Thank you for "The Long Descent" and this story. I look forward to the next chapter. Is there a way to be notified when it has been posted? I think I know where you are going with Berry. :) Hope I am wrong.
Thanks JMG - loving it - write faster :-D
Humph - some scholars! They forgot the word on the BACK of the Star's Reach paper: Curtis. Is that going to be a problem for Trey down the road?
I was so happy to see this latest installment.
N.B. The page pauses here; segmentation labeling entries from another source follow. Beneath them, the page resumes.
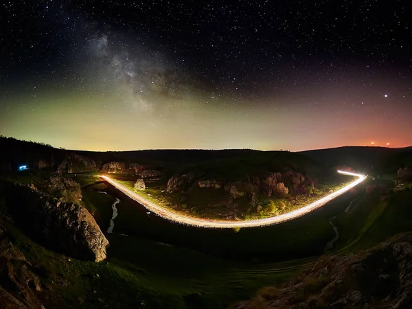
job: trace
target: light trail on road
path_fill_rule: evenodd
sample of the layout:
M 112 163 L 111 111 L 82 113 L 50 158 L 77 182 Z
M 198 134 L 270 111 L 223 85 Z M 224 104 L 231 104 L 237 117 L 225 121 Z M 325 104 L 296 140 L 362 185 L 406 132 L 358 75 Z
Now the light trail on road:
M 338 170 L 339 173 L 343 175 L 353 176 L 357 177 L 357 179 L 350 183 L 349 185 L 339 189 L 334 192 L 323 197 L 322 198 L 313 202 L 306 206 L 299 208 L 299 209 L 294 210 L 287 214 L 284 214 L 280 216 L 277 216 L 271 218 L 266 218 L 264 219 L 251 220 L 245 221 L 222 221 L 222 220 L 212 220 L 207 219 L 201 219 L 198 218 L 192 218 L 187 216 L 184 216 L 180 214 L 173 212 L 164 207 L 159 206 L 158 205 L 151 202 L 146 198 L 139 196 L 136 192 L 128 189 L 124 185 L 119 184 L 115 181 L 111 179 L 107 176 L 101 175 L 103 179 L 107 181 L 108 183 L 112 185 L 116 189 L 122 191 L 124 194 L 128 197 L 139 203 L 139 204 L 144 206 L 146 209 L 156 214 L 157 215 L 172 221 L 192 225 L 194 227 L 209 227 L 216 229 L 229 229 L 229 228 L 242 228 L 242 227 L 264 227 L 266 225 L 272 225 L 279 223 L 282 223 L 285 221 L 289 221 L 293 219 L 295 219 L 314 209 L 324 205 L 328 202 L 336 198 L 336 197 L 347 192 L 349 190 L 358 185 L 359 183 L 366 179 L 366 176 L 360 174 L 352 173 L 350 172 L 345 172 L 343 170 Z

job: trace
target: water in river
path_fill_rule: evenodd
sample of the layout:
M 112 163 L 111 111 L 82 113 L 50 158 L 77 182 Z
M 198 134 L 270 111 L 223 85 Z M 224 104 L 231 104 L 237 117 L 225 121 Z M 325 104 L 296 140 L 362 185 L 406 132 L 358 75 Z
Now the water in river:
M 113 233 L 113 228 L 115 227 L 115 219 L 116 218 L 116 217 L 117 216 L 117 214 L 119 214 L 119 212 L 117 211 L 117 207 L 116 207 L 116 205 L 117 204 L 119 204 L 119 203 L 120 203 L 120 200 L 119 198 L 116 198 L 116 201 L 115 203 L 113 203 L 113 205 L 112 205 L 112 209 L 113 209 L 113 214 L 112 216 L 112 218 L 110 220 L 110 226 L 108 227 L 108 229 L 107 229 L 107 232 L 106 233 Z

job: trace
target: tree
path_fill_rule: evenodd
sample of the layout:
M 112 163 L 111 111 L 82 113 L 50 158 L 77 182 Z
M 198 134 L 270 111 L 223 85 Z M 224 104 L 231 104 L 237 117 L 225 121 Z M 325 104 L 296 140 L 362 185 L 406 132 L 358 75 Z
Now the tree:
M 288 187 L 285 187 L 284 183 L 279 183 L 276 184 L 276 192 L 279 197 L 285 198 L 289 193 L 289 189 L 288 189 Z
M 268 212 L 269 214 L 273 214 L 275 211 L 276 205 L 275 205 L 275 203 L 272 200 L 271 200 L 271 203 L 269 203 L 269 205 L 268 207 Z

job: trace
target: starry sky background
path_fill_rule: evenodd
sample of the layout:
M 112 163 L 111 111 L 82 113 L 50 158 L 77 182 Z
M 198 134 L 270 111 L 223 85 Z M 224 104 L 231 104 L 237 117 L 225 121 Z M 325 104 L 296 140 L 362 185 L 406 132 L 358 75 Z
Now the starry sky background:
M 412 145 L 408 1 L 5 1 L 0 134 L 90 150 Z

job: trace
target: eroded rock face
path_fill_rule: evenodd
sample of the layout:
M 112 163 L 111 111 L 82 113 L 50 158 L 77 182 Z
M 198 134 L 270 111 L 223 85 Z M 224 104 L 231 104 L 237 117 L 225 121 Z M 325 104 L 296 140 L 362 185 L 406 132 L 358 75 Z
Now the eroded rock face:
M 136 181 L 135 183 L 135 190 L 144 190 L 146 189 L 146 183 L 142 179 L 139 179 Z
M 144 179 L 151 179 L 152 180 L 159 179 L 161 177 L 161 172 L 156 170 L 146 170 L 140 173 L 140 176 Z
M 412 308 L 412 233 L 356 255 L 323 258 L 276 293 L 234 308 Z M 373 304 L 373 306 L 372 306 Z
M 173 176 L 168 181 L 166 192 L 172 193 L 183 190 L 190 185 L 195 178 L 196 175 L 193 172 Z
M 108 241 L 87 209 L 27 186 L 5 185 L 8 209 L 43 245 L 78 259 L 99 262 L 106 258 Z
M 36 190 L 34 185 L 30 189 Z M 49 179 L 48 193 L 62 202 L 78 203 L 82 200 L 80 185 L 58 173 L 52 174 Z
M 201 179 L 198 181 L 199 187 L 209 187 L 211 189 L 220 189 L 222 183 L 215 180 Z
M 241 198 L 246 194 L 245 192 L 240 191 L 238 189 L 238 183 L 230 183 L 225 185 L 225 192 L 229 194 L 229 196 L 233 198 Z
M 65 159 L 57 166 L 58 173 L 71 174 L 97 170 L 98 166 L 93 159 L 74 152 L 69 152 Z
M 127 172 L 126 165 L 123 162 L 108 162 L 103 164 L 100 169 L 104 173 L 123 174 Z
M 142 165 L 141 164 L 130 163 L 129 165 L 129 170 L 134 171 L 135 174 L 140 174 L 146 169 L 147 167 L 146 165 Z
M 5 236 L 0 226 L 0 308 L 41 309 L 36 292 L 42 290 L 37 275 L 23 253 Z

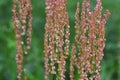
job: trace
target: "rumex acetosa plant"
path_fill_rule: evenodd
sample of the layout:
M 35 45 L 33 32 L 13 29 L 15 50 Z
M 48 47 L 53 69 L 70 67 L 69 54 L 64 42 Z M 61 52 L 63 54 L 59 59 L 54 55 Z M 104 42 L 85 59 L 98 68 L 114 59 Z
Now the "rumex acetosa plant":
M 30 0 L 13 0 L 13 23 L 16 37 L 17 79 L 27 80 L 24 75 L 24 55 L 28 53 L 31 43 L 32 7 Z
M 44 37 L 45 79 L 65 80 L 66 58 L 69 54 L 69 21 L 66 0 L 46 0 Z
M 76 36 L 73 44 L 70 78 L 74 80 L 74 68 L 78 69 L 79 80 L 100 80 L 100 62 L 103 58 L 105 46 L 106 20 L 110 12 L 102 15 L 102 2 L 96 0 L 97 4 L 93 11 L 90 10 L 90 0 L 83 0 L 81 19 L 79 18 L 79 6 L 76 10 Z

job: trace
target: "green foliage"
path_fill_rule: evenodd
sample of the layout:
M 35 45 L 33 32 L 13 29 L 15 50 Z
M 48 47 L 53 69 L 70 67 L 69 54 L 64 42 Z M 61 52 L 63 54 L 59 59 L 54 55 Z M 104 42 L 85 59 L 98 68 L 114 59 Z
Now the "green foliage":
M 70 20 L 70 41 L 75 36 L 75 11 L 78 0 L 68 0 L 67 9 Z M 80 2 L 82 0 L 79 0 Z M 91 0 L 92 1 L 92 0 Z M 95 6 L 95 0 L 91 2 Z M 109 9 L 111 16 L 106 25 L 106 47 L 101 64 L 101 80 L 120 80 L 118 63 L 120 49 L 120 0 L 103 0 L 104 10 Z M 33 31 L 32 48 L 26 56 L 25 74 L 28 80 L 44 80 L 44 25 L 45 0 L 32 0 Z M 0 0 L 0 80 L 16 80 L 16 42 L 12 23 L 12 0 Z M 69 65 L 69 64 L 68 64 Z M 68 66 L 67 66 L 68 68 Z M 69 72 L 69 71 L 68 71 Z M 67 74 L 66 74 L 67 75 Z M 78 75 L 75 75 L 76 79 Z M 69 80 L 69 79 L 66 79 Z

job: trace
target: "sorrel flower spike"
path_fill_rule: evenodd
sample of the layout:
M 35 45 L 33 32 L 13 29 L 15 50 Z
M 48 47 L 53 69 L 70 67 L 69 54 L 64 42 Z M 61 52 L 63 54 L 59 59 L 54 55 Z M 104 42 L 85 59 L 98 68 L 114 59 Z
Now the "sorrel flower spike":
M 53 74 L 65 80 L 65 64 L 69 54 L 69 21 L 66 0 L 46 0 L 45 79 Z
M 30 0 L 13 0 L 13 23 L 16 37 L 16 62 L 17 62 L 17 79 L 26 80 L 23 75 L 24 55 L 28 53 L 31 43 L 32 31 L 32 7 Z
M 102 2 L 97 4 L 93 11 L 90 10 L 90 0 L 83 0 L 81 19 L 79 19 L 79 3 L 76 10 L 76 36 L 71 57 L 71 80 L 74 80 L 74 67 L 77 66 L 80 80 L 100 80 L 100 62 L 103 58 L 105 46 L 106 20 L 110 15 L 109 10 L 102 15 Z M 73 63 L 74 62 L 74 63 Z

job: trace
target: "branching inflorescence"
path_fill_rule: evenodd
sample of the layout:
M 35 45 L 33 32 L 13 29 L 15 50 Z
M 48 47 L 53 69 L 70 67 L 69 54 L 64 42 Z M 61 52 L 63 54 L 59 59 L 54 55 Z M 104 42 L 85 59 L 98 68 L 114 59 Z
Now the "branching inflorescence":
M 74 66 L 78 68 L 79 80 L 100 80 L 100 62 L 105 46 L 104 26 L 110 12 L 102 15 L 101 0 L 96 0 L 94 11 L 90 11 L 90 0 L 82 3 L 81 19 L 79 6 L 76 10 L 76 36 L 72 48 L 70 78 L 74 80 Z
M 66 0 L 46 0 L 45 79 L 55 75 L 65 80 L 65 64 L 69 54 L 69 21 Z
M 13 0 L 13 22 L 14 32 L 16 37 L 16 62 L 18 80 L 26 80 L 24 77 L 23 61 L 24 55 L 28 53 L 31 43 L 31 30 L 32 30 L 32 7 L 30 0 Z

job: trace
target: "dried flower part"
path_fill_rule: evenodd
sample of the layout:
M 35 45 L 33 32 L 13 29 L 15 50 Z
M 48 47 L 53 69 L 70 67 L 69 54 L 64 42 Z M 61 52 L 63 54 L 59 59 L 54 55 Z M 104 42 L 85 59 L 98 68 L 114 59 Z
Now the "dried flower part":
M 13 23 L 16 37 L 16 62 L 18 80 L 22 80 L 23 76 L 23 60 L 24 54 L 30 49 L 31 30 L 32 30 L 32 7 L 30 0 L 13 0 Z M 27 38 L 25 38 L 27 36 Z M 24 78 L 27 80 L 27 78 Z
M 96 1 L 94 11 L 90 11 L 90 0 L 83 1 L 81 20 L 79 19 L 79 3 L 77 4 L 75 15 L 76 46 L 73 47 L 70 70 L 72 72 L 74 70 L 72 66 L 76 65 L 80 80 L 100 80 L 100 62 L 105 46 L 104 26 L 110 12 L 107 10 L 106 14 L 102 15 L 101 0 Z M 75 60 L 73 56 L 76 56 Z M 74 80 L 72 73 L 71 80 Z
M 45 79 L 49 80 L 49 74 L 55 74 L 57 80 L 65 80 L 70 35 L 66 0 L 46 0 L 46 14 Z

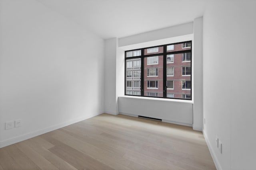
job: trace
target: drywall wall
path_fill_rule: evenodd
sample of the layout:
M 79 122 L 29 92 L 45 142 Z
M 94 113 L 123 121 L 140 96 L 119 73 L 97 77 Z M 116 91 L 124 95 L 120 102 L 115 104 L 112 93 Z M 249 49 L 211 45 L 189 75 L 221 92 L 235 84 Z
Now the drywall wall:
M 193 129 L 202 131 L 203 128 L 203 18 L 194 21 L 194 57 L 192 77 L 194 97 Z
M 105 112 L 116 115 L 118 112 L 116 93 L 117 39 L 105 40 Z
M 255 6 L 212 1 L 204 15 L 204 133 L 219 169 L 255 168 Z
M 34 0 L 0 3 L 0 147 L 103 113 L 104 41 Z
M 118 39 L 118 47 L 124 47 L 152 41 L 193 33 L 193 22 L 143 33 Z

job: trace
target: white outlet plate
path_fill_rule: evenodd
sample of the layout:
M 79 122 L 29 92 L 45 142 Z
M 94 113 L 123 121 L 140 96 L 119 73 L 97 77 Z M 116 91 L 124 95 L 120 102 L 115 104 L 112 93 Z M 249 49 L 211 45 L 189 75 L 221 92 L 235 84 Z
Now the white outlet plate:
M 223 146 L 222 145 L 222 143 L 221 141 L 219 140 L 219 150 L 220 150 L 220 152 L 221 154 L 222 153 L 222 147 Z
M 13 121 L 6 121 L 5 122 L 5 130 L 13 128 Z
M 15 127 L 19 127 L 22 124 L 22 121 L 21 119 L 15 120 Z

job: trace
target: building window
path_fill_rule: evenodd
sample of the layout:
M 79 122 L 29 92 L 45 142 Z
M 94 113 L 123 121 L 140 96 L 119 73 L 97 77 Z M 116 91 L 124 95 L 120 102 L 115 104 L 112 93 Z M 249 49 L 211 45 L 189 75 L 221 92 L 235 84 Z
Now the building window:
M 132 71 L 128 71 L 126 72 L 127 77 L 132 77 Z
M 168 63 L 173 63 L 174 62 L 174 54 L 169 54 L 166 56 L 166 62 Z
M 140 87 L 140 81 L 133 82 L 133 87 Z
M 190 48 L 191 47 L 191 43 L 182 43 L 182 49 Z
M 167 51 L 173 50 L 174 49 L 174 45 L 167 45 Z
M 192 46 L 187 41 L 125 51 L 125 95 L 191 100 Z
M 133 71 L 133 76 L 134 77 L 140 77 L 140 70 Z
M 132 87 L 132 81 L 127 81 L 126 82 L 126 87 Z
M 158 68 L 148 68 L 147 69 L 147 76 L 158 76 Z
M 191 81 L 182 80 L 182 90 L 190 90 L 191 88 Z
M 158 88 L 158 81 L 150 80 L 147 81 L 148 88 Z
M 174 67 L 167 67 L 167 76 L 173 76 L 174 74 Z
M 158 93 L 154 93 L 152 92 L 148 92 L 147 93 L 147 96 L 158 96 Z
M 158 57 L 154 56 L 147 57 L 147 64 L 158 64 Z
M 158 47 L 150 48 L 147 49 L 147 53 L 156 53 L 158 52 Z
M 133 95 L 136 95 L 136 96 L 140 96 L 140 91 L 134 91 Z
M 126 90 L 126 94 L 132 95 L 132 91 L 131 90 Z
M 191 95 L 190 94 L 182 94 L 182 98 L 184 99 L 190 99 L 191 98 Z
M 190 76 L 191 74 L 191 67 L 182 67 L 182 76 Z
M 173 80 L 167 80 L 166 86 L 167 89 L 173 89 Z
M 191 53 L 182 53 L 182 62 L 186 62 L 191 61 Z
M 166 97 L 169 98 L 174 98 L 174 94 L 173 93 L 167 93 Z

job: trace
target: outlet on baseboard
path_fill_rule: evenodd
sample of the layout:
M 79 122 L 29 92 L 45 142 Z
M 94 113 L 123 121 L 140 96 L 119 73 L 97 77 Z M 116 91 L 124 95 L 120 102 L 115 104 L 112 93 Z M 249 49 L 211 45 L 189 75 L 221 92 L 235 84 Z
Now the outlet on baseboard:
M 19 127 L 22 124 L 22 120 L 21 119 L 15 120 L 15 127 Z
M 5 122 L 5 130 L 13 128 L 13 121 L 6 121 Z

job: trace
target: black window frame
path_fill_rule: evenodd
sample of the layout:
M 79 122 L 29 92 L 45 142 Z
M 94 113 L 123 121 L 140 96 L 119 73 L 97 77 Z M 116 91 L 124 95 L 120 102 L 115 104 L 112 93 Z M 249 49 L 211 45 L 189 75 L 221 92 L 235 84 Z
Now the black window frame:
M 190 47 L 190 49 L 186 49 L 186 48 L 182 48 L 182 44 L 184 43 L 190 43 L 191 44 L 191 46 Z M 168 51 L 168 52 L 167 52 L 167 47 L 168 45 L 175 45 L 176 44 L 181 44 L 181 46 L 182 46 L 182 49 L 180 50 L 180 51 Z M 163 52 L 162 53 L 158 53 L 157 54 L 148 54 L 146 55 L 144 55 L 144 50 L 146 49 L 146 50 L 147 49 L 150 49 L 150 48 L 156 48 L 156 47 L 163 47 L 163 48 L 164 48 L 164 50 L 163 50 Z M 140 54 L 141 54 L 141 55 L 140 56 L 134 56 L 134 57 L 127 57 L 126 56 L 126 52 L 129 52 L 129 51 L 137 51 L 137 50 L 141 50 L 141 52 L 140 52 Z M 126 51 L 125 52 L 125 55 L 124 55 L 124 58 L 125 58 L 125 65 L 124 65 L 124 70 L 125 70 L 125 71 L 124 71 L 124 84 L 125 84 L 125 86 L 124 86 L 124 95 L 126 96 L 140 96 L 140 97 L 150 97 L 150 98 L 167 98 L 167 99 L 178 99 L 178 100 L 192 100 L 192 41 L 183 41 L 183 42 L 178 42 L 178 43 L 170 43 L 170 44 L 165 44 L 164 45 L 157 45 L 157 46 L 152 46 L 152 47 L 145 47 L 145 48 L 141 48 L 141 49 L 132 49 L 132 50 L 128 50 L 128 51 Z M 190 61 L 183 61 L 183 54 L 182 54 L 183 53 L 190 53 Z M 167 94 L 167 79 L 166 79 L 166 76 L 167 76 L 167 72 L 165 72 L 164 71 L 163 72 L 163 96 L 162 97 L 160 97 L 160 96 L 146 96 L 146 95 L 144 95 L 144 74 L 146 74 L 146 76 L 147 75 L 147 72 L 146 71 L 146 72 L 144 72 L 144 59 L 146 57 L 155 57 L 155 56 L 163 56 L 163 70 L 167 70 L 167 64 L 168 63 L 167 63 L 167 55 L 171 55 L 171 54 L 181 54 L 182 55 L 182 62 L 190 62 L 190 66 L 191 68 L 191 74 L 190 74 L 190 81 L 191 82 L 190 83 L 190 95 L 191 96 L 191 98 L 190 99 L 185 99 L 185 98 L 168 98 L 166 97 L 166 95 Z M 126 71 L 130 71 L 130 70 L 126 70 L 126 60 L 129 60 L 129 59 L 140 59 L 141 60 L 141 65 L 140 65 L 140 70 L 141 70 L 141 79 L 140 79 L 140 82 L 141 82 L 141 86 L 140 86 L 140 90 L 141 90 L 141 92 L 140 92 L 140 94 L 141 95 L 138 96 L 138 95 L 130 95 L 130 94 L 126 94 Z M 133 64 L 133 62 L 132 63 Z M 146 64 L 147 64 L 147 63 L 146 63 Z M 158 64 L 159 64 L 159 61 L 158 61 Z M 159 72 L 158 72 L 158 76 L 159 76 Z M 181 72 L 181 75 L 182 75 L 182 72 Z M 136 81 L 136 80 L 134 80 L 135 81 Z M 182 81 L 182 80 L 180 80 L 181 81 Z M 187 81 L 190 81 L 188 80 L 186 80 Z M 130 80 L 127 80 L 127 81 L 130 81 Z M 159 87 L 159 82 L 158 83 L 158 87 Z M 146 84 L 146 86 L 147 87 L 147 84 Z M 182 89 L 182 87 L 181 87 L 181 88 Z M 169 92 L 170 93 L 170 92 Z M 172 92 L 171 92 L 171 93 L 173 93 Z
I can't wait a whole month!
Phipster, one installment a month is about what I have time to do these days, between other commitments. Since my other science fiction novel, The Fires of Shalsha, has sold fewer than 200 copies, total, and I do have to earn a living, there's no way I can justify putting a whole bunch of time into this project -- but it will get done.
Loveandlight and John, all in good time!
Petro, you're welcome.
Keister, Berry has a major and (I hope) surprising role to play further on; I suspect you're wrong. As for being notified, if you sign on as a "Follower" Blogger notifies you when a new post comes up.
Teper, if you can find me more than 24 hours in a day, sure!
RPC, good. That'll come up again shortly...
Eve, well, I'll do what I can...
201 "Fires of Shalsha" sold! How many words in chapter 21 will that buy? I also picked up "The Ecotechnic Future: Envisioning a Post-Peak World". Keep up the great work.
Keister, thank you! I get about a dollar a copy in royalties, and the old SF pulp magazines used to pay a penny a word -- I think Amazing Stories still does -- so that's right around a hundred words... ;-)
At that rate, you would have pbobably been better off buying an ISBN and self-publishing. I know people who have done that, and at least they broke even.
Antony, I've more than broken even, since I didn't have to pay for the publishing and got a $100 advance. I doubt I would have gotten better sales with a self-published book; the problem, as I see it, is that the kind of science fiction I like to write (and read) isn't at all the kind that's popular these days.
FWIW,
This story has me much more enthralled than Shalsha did.
A very entertaining (I'd even say gripping) read and bound to sell more copies.
Keep up the good work.
I love this series. Thank you for your writing.
Kidsscience, that's good to hear -- I'd be embarrassed if my second novel wasn't as good as my first.
Cascadian, thank you!
Hi, John,
Not really a comment -- more of an editorial suggestion. In the line near the end where our hero and Eleen wake up in bed together, you have Trey holding Eleen's head while she barfs in the chamberpot. I think that you meant to say that he held her *hair* not her head, because, well because that's what a gentleman does for a lady in that situation. And holding her head doesn't make much sense unless she was unconscious in which case vomiting would be a very dangerous, possibly fatal thing to happen.